Cette jeune Parisienne arrivée à Lyon en 2018 a suivi des études d’arts plastiques et d’histoire de l’art ainsi que des formations poussées en broderie. Pourtant, à la sortie de l’université, difficile de trouver du travail. “Le milieu de l’art est bouché. Du coup, pendant un an j’ai loué un atelier et j’ai testé toutes les techniques de broderie que je pouvais trouver. Un jour, en faisant les boutiques, je me suis rendu compte que je pouvais facilement faire mes propres vêtements, alors je me suis inscrite dans un CAP broderie pour acquérir encore plus de technique. Au premier cours, devant mon métier à tisser, j’étais sûre que c’était là que j’avais envie d’être”, se souvient-elle. À la sortie de cette formation, Charlotte enchaîne les stages dans de grandes maisons parisiennes : Lesage, Chanel, Koché, Bizet. Enfin, elle se sent prête et se lance à son compte, dans la personnalisation de T-shirts. Pendant un an, elle crée des petits patchs rétro à coller, inspirés de la pop culture. Les débuts sont difficiles mais elle se donne à fond. “J’avais accepté – et j’accepte toujours – que ça soit un peu la galère au début. Mais le bonheur que ça m’apporte de faire ce que j’aime est tellement plus important que l’aspect financier”, dit la brodeuse.
Partie d’un univers pop, Charlotte opère un virage artistique vers l’anatomie suite à une maladie qui frappe son grand-père, dont elle est très proche. Début 2019, l’artiste entame sa collection anatomique et rompt avec l’idée que ses créations doivent être portées. “Aujourd’hui, je fais plus de l’art-déco que du vêtement”, dit-elle. Un changement créatif qui s’est accompagné d’un déménagement à Lyon, dans le quartier de la Croix-Rousse, où elle a installé son atelier. “J’adore Lyon, je suis tombée amoureuse de cette ville. Il y a une forme d’entraide et de réseau que j’ai trouvée ici et que je n’avais pas à Paris. Les gens semblent plus ouverts.” Elle a rejoint le collectif Arts Pentes à son arrivée sur le Plateau.

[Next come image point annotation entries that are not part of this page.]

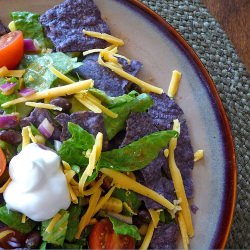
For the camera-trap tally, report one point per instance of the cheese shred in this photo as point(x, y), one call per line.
point(85, 220)
point(174, 83)
point(43, 105)
point(53, 92)
point(125, 182)
point(53, 222)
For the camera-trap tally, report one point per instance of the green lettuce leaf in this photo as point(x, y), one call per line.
point(139, 103)
point(110, 101)
point(39, 77)
point(137, 154)
point(29, 24)
point(58, 233)
point(13, 219)
point(124, 228)
point(73, 150)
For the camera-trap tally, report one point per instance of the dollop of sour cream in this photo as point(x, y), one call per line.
point(38, 188)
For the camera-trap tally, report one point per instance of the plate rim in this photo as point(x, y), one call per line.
point(223, 230)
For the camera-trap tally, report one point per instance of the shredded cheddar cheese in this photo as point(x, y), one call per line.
point(125, 182)
point(198, 155)
point(26, 137)
point(60, 75)
point(178, 183)
point(174, 83)
point(89, 213)
point(43, 105)
point(93, 158)
point(53, 222)
point(53, 92)
point(108, 38)
point(146, 86)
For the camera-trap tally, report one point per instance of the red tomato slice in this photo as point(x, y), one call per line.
point(11, 49)
point(103, 236)
point(2, 162)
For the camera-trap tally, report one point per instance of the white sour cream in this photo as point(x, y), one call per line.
point(38, 188)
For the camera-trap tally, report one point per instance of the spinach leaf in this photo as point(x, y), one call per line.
point(138, 104)
point(39, 77)
point(124, 228)
point(110, 101)
point(73, 150)
point(130, 197)
point(74, 218)
point(137, 154)
point(13, 219)
point(29, 24)
point(58, 233)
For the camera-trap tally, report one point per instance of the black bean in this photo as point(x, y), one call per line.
point(64, 103)
point(33, 240)
point(11, 136)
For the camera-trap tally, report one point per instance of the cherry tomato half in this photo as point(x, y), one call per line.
point(103, 236)
point(2, 162)
point(11, 49)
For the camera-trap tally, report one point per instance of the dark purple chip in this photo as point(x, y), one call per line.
point(104, 78)
point(138, 125)
point(64, 23)
point(3, 29)
point(90, 121)
point(165, 236)
point(37, 116)
point(163, 112)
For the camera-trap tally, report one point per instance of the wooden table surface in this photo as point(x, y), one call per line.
point(234, 17)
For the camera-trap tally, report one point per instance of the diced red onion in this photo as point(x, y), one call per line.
point(57, 145)
point(7, 86)
point(9, 121)
point(46, 128)
point(30, 45)
point(26, 91)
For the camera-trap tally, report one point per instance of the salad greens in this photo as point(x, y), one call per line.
point(29, 24)
point(14, 220)
point(39, 77)
point(138, 154)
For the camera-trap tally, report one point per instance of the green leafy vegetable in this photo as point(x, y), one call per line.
point(73, 150)
point(124, 228)
point(128, 196)
point(29, 24)
point(137, 154)
point(14, 220)
point(138, 104)
point(39, 77)
point(74, 218)
point(111, 102)
point(58, 233)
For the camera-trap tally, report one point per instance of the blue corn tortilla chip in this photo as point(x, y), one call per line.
point(165, 236)
point(163, 112)
point(90, 121)
point(104, 78)
point(64, 23)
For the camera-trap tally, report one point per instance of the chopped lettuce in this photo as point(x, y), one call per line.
point(124, 228)
point(13, 219)
point(29, 24)
point(58, 233)
point(39, 77)
point(137, 154)
point(139, 103)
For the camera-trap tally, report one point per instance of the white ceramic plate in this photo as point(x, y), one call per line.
point(151, 40)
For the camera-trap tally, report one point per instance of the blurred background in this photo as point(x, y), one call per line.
point(234, 17)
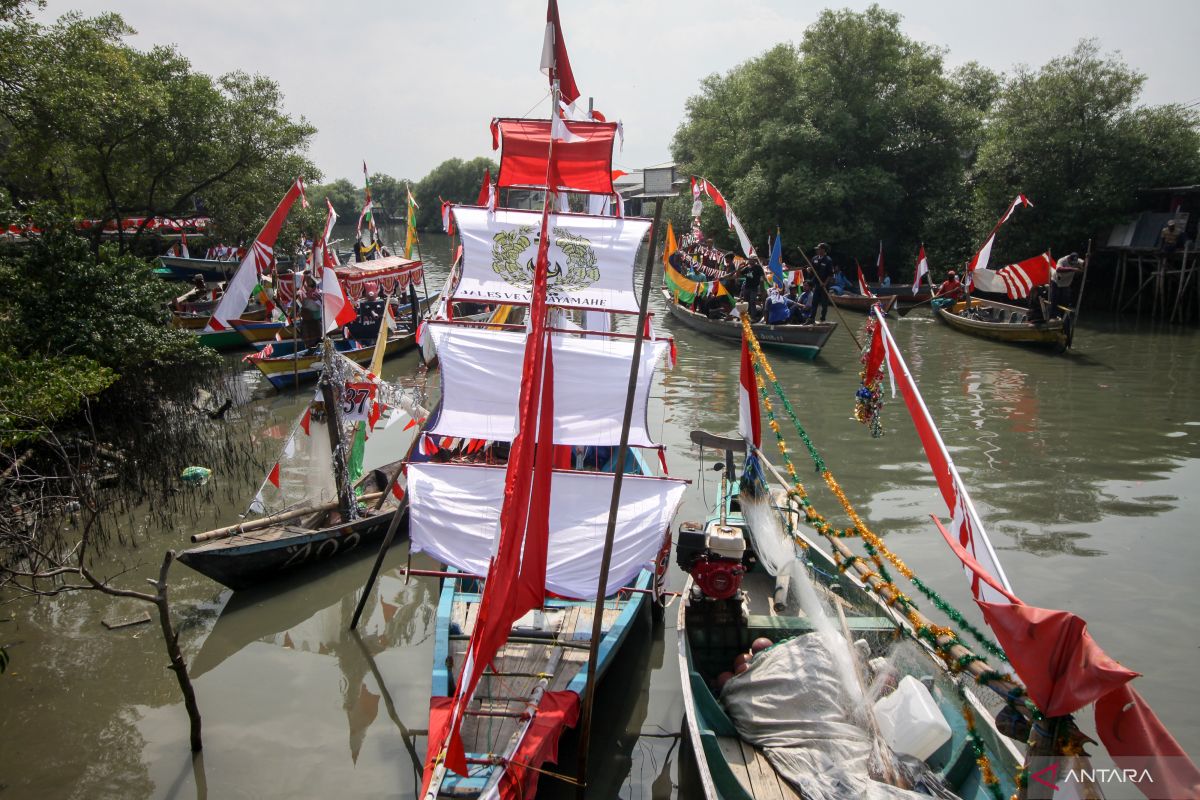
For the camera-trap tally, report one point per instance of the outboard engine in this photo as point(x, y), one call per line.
point(713, 558)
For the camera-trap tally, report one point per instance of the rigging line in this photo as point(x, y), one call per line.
point(526, 115)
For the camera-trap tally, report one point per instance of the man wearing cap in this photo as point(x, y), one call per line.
point(822, 271)
point(951, 287)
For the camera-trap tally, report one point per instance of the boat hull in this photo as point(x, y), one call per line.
point(287, 370)
point(803, 341)
point(731, 769)
point(257, 557)
point(1003, 323)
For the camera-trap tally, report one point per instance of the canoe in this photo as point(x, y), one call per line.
point(1003, 323)
point(863, 304)
point(713, 632)
point(804, 341)
point(283, 368)
point(256, 557)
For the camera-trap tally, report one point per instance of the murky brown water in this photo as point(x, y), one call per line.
point(1085, 468)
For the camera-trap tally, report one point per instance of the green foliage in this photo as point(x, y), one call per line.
point(455, 180)
point(105, 131)
point(37, 391)
point(81, 323)
point(1072, 137)
point(851, 136)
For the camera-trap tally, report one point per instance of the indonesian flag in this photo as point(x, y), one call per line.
point(966, 524)
point(749, 422)
point(555, 61)
point(256, 262)
point(863, 289)
point(922, 270)
point(981, 259)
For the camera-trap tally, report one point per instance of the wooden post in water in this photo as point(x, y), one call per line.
point(346, 500)
point(615, 504)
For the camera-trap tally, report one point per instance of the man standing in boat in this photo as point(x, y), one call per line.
point(1062, 276)
point(822, 272)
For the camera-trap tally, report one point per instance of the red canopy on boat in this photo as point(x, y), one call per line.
point(583, 166)
point(389, 275)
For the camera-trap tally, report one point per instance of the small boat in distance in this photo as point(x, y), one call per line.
point(804, 341)
point(1002, 322)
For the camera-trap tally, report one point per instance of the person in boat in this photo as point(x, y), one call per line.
point(310, 313)
point(1062, 276)
point(951, 288)
point(802, 314)
point(822, 275)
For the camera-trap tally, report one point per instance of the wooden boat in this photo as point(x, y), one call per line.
point(863, 304)
point(253, 557)
point(804, 341)
point(1005, 323)
point(282, 368)
point(714, 631)
point(261, 549)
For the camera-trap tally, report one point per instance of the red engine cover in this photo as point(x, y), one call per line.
point(718, 578)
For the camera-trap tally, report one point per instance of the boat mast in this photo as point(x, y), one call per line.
point(346, 500)
point(615, 504)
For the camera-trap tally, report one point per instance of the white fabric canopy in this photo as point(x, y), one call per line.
point(481, 384)
point(592, 258)
point(455, 512)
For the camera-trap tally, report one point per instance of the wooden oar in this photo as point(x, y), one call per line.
point(829, 300)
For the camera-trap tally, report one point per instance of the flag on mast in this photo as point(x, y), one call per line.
point(257, 260)
point(922, 269)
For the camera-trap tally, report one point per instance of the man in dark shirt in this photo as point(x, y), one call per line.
point(822, 272)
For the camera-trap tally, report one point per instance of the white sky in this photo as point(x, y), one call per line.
point(406, 85)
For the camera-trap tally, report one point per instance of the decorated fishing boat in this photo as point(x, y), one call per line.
point(809, 672)
point(551, 535)
point(804, 341)
point(288, 364)
point(1002, 322)
point(863, 304)
point(309, 512)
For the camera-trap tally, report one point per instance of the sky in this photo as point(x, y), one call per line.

Car, avec la popularité en ligne de la broderie, est née une véritable communauté autour de la discipline. Les brodeuses échangent entre elles et les amateurs se partagent leurs créations. “Il y a une vraie solidarité chez les brodeuses, on a toutes notre patte, personne ne se fait concurrence. La communauté est hyper présente sur Instagram. On se suit toutes et on s’écrit, il y a une ambiance hyper bienveillante”, se réjouit l’artiste. Aujourd’hui, Charlotte continue de construire son projet et s’approche d’une stabilité financière bienvenue. Elle vend ses créations pièce par pièce sur Internet, refusant d’aller frapper aux portes des grands magasins, dont les marges sont trop grandes. En attendant, elle complète son activité avec des cours de broderie que des grandes marques lui commandent ponctuellement. Bientôt, la jeune Croix-Roussienne espère réaliser son rêve d’artiste : être exposée dans une galerie lyonnaise.